Das Krefelder Landgericht hat es mit sechs mutmaßlichen Drogenhändlern zu tun. Drahtzieher soll ein 21-Jähriger aus Nettetal sein. Er ist geständig.

Nettetal/Krefeld. Die beschlagnahmten acht Kilogramm Amphetamine und 1000 Ecstasy-Pillen sind wohl nur die Spitze des Eisberges.
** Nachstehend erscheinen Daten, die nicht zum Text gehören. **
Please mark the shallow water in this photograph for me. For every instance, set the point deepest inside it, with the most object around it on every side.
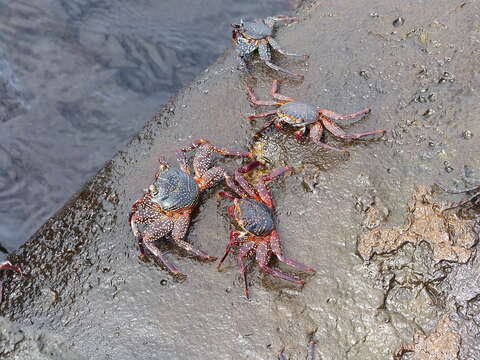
(79, 78)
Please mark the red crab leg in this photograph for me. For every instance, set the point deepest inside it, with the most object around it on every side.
(242, 253)
(262, 115)
(277, 250)
(339, 117)
(179, 231)
(234, 186)
(156, 230)
(262, 187)
(265, 126)
(249, 189)
(276, 95)
(275, 45)
(262, 259)
(233, 242)
(225, 195)
(335, 130)
(202, 158)
(211, 177)
(316, 131)
(253, 99)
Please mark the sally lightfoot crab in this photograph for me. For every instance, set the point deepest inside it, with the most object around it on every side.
(170, 199)
(305, 117)
(249, 36)
(254, 212)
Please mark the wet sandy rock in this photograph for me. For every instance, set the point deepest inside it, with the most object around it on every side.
(450, 238)
(442, 344)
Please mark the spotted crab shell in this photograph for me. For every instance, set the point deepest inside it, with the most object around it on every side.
(298, 114)
(255, 217)
(175, 190)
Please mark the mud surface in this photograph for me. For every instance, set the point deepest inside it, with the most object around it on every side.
(421, 80)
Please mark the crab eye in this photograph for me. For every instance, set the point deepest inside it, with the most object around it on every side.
(153, 189)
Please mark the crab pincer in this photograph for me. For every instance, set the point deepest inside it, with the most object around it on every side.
(249, 36)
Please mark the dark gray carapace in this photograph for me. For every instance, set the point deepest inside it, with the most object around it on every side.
(256, 30)
(175, 190)
(255, 217)
(304, 113)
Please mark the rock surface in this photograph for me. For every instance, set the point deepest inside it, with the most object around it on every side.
(421, 80)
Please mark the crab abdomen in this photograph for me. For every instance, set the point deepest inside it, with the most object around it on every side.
(255, 217)
(297, 113)
(256, 30)
(175, 190)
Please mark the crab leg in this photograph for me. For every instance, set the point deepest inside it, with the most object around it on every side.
(243, 253)
(233, 242)
(212, 176)
(277, 250)
(226, 195)
(262, 187)
(275, 45)
(262, 259)
(262, 115)
(339, 117)
(203, 156)
(161, 227)
(234, 186)
(265, 126)
(316, 131)
(336, 131)
(473, 200)
(179, 231)
(276, 95)
(253, 99)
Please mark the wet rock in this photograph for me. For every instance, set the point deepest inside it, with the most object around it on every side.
(26, 343)
(398, 22)
(451, 238)
(442, 344)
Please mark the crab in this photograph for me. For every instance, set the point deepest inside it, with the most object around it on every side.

Vieles war zur Zeit der Festnahme der sechs mutmaßlichen Drogenhändler zwischen 14 und 23 Jahren bereits verkauft oder wartete bei einem niederländischen Zulieferer auf Abholung.

Nach monatelangen Ermittlungen hatte die Kreis Viersener Kriminalpolizei im Sommer vergangenen Jahres das organisierte Netz von Drogendealern, Kurieren, Depothaltern und Auslieferern hochgehen lassen. Die jungen Leute aus Nettetal, Viersen und Kempen müssen sich jetzt vor dem Krefelder Landgericht verantworten.

„Wir wohnen doch alle in Grenznähe. Anfangs fahren viele mit dem Fahrrad, meist für den Eigenbedarf. Später bringt man was für Freunde mit. So wurde es bei mir immer mehr.“
Angeklagter H. aus Nettetal

Zumindest dem mutmaßlichen Drahtzieher H. (21) aus Nettetal erschien seine Entwicklung zum Drogenhändler beinahe zwangsläufig: „Wir wohnen doch alle in Grenznähe. Anfangs fahren viele mit dem Fahrrad, meist für den Eigenbedarf. Später bringt man was für Freunde mit. So wurde es bei mir immer mehr.“

Mit dem Ziel der Gewinnoptimierung, so die Anklage, soll sich der voll geständige ehemalige Installateur-Auszubildende dann im Herbst 2010 mit einem ähnlich ambitionierten Grenzgänger, dem Viersener Gärtner T. (22) zusammengeschlossen haben. Dabei soll H. weiter die Geschäftsbeziehungen gepflegt und T. sich schwerpunktmäßig um Transportmöglichkeiten, Kuriere und Auslieferer gekümmert haben.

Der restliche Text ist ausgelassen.